Click the link to read the article on the AZCentral.com website (Debra Utacia Krol). Here’s an excerpt:
About 50 women came to Karuk country to train and learn about bringing fire back to the land, as their ancestors had for generations.
About 50 women from Indigenous communities across the United States, Canada and Australia had converged on Karuk country [During October 2022] to train and learn more about bringing fire back to the land at the first-ever all-Indigenous, all-female training and exchange camp…The program, known as TREX, was developed to provide hands-on training for local fire crews by running cooperative prescribed burns. The two-week fall TREX was renamed WTREX, reflecting its emphasis on training, or in some cases retraining, Indigenous women to reclaim their role in protecting their homes, their cultural assets, their foods and their ecologies by “laying down the fire.”

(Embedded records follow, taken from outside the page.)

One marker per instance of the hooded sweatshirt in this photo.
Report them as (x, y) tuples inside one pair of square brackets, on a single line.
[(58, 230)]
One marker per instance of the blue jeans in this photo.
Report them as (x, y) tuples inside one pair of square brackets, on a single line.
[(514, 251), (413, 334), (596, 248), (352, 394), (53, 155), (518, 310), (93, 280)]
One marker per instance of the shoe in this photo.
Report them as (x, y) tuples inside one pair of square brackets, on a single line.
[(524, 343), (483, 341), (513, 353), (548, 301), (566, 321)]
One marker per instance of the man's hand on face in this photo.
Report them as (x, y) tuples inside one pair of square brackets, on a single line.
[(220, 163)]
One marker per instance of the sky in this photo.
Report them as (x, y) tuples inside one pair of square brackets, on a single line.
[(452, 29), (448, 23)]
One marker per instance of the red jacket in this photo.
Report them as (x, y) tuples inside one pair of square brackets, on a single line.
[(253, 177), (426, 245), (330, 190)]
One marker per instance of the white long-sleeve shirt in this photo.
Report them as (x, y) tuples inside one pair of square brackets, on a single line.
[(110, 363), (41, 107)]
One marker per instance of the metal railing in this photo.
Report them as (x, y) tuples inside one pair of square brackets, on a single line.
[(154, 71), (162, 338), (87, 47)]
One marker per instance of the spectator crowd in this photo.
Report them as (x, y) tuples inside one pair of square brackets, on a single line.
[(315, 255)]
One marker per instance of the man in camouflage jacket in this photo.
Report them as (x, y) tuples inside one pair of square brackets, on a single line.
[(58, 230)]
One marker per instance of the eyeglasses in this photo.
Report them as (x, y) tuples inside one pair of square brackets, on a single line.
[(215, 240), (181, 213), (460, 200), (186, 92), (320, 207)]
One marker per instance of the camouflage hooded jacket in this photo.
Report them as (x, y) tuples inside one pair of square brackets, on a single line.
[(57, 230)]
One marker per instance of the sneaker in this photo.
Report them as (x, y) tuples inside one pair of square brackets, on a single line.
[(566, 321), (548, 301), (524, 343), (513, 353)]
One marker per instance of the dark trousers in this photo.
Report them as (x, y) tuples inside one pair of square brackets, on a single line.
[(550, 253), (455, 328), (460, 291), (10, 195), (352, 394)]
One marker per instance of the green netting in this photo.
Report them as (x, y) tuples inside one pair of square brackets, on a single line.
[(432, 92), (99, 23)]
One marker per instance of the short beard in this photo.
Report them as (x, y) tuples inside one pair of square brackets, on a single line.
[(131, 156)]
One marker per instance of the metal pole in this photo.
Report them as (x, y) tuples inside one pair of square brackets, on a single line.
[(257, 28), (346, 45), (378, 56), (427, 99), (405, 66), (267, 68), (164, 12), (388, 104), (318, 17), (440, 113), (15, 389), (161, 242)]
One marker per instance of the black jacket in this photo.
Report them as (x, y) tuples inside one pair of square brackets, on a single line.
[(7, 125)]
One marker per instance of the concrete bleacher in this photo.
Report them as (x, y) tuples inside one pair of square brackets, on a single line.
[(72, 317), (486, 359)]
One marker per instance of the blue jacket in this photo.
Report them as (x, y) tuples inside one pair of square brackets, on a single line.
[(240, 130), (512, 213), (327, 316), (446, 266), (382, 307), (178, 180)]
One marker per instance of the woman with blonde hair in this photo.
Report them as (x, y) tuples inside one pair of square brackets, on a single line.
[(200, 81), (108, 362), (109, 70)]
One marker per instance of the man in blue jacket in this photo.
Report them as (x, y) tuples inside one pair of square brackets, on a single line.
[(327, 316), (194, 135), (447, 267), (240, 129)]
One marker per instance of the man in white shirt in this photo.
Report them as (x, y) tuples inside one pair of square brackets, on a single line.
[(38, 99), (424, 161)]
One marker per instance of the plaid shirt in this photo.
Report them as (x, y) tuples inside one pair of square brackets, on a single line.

“This is where my ancestors come from,” said Sammi Jerry, a Karuk tribal member who talked about her small son, Sáak Asaxêevar, at the event. Looking at the women gathered in a circle and the men supporting their efforts, she said, “You guys are a part of making our world better, of completing the circle. And I will eternally be grateful.”
[…]
The Karuk understand well what can happen when Indigenous peoples are barred from their traditional practices. The tribe lost 150 homes, including its elder housing complex, and two people lost their lives during the Slater Fire in 2020. It wasn’t just preventing wildfires from consuming their families’ homes, making hazel grow straight and strong for baskets or nurturing plants for food or medicine that brought these women, and the men who provided support and training, to one of California’s most remote river valleys for two weeks of rough, oftentimes backbreaking labor. They were there to preserve their cultures and prevent ecological disaster, both along the Klamath and in their own homelands. The Karuk Tribe and other tribes whose ancestral lands lie along the Klamath River also must overcome obstacles as they work toward that goal and exercise their cultural sovereignty…
Tribes such as the Karuk, whose 1.04-million acre ancestral land base was nearly all appropriated by the U.S. Forest Service in the late 19th century, have been fighting for their rights to steward their ancestral lands and waters according to time-honored cultural methods since California became a U.S. state more than 170 years ago. Before European settlers came to California, Indigenous peoples used fire as a tool to protect their homes. Women typically burned the land surrounding villages, while the men would burn farther out along important trails or wildlife corridors. People carefully nurtured important plants and trees like hazel, huckleberry, wild mint, oaks and tanoaks.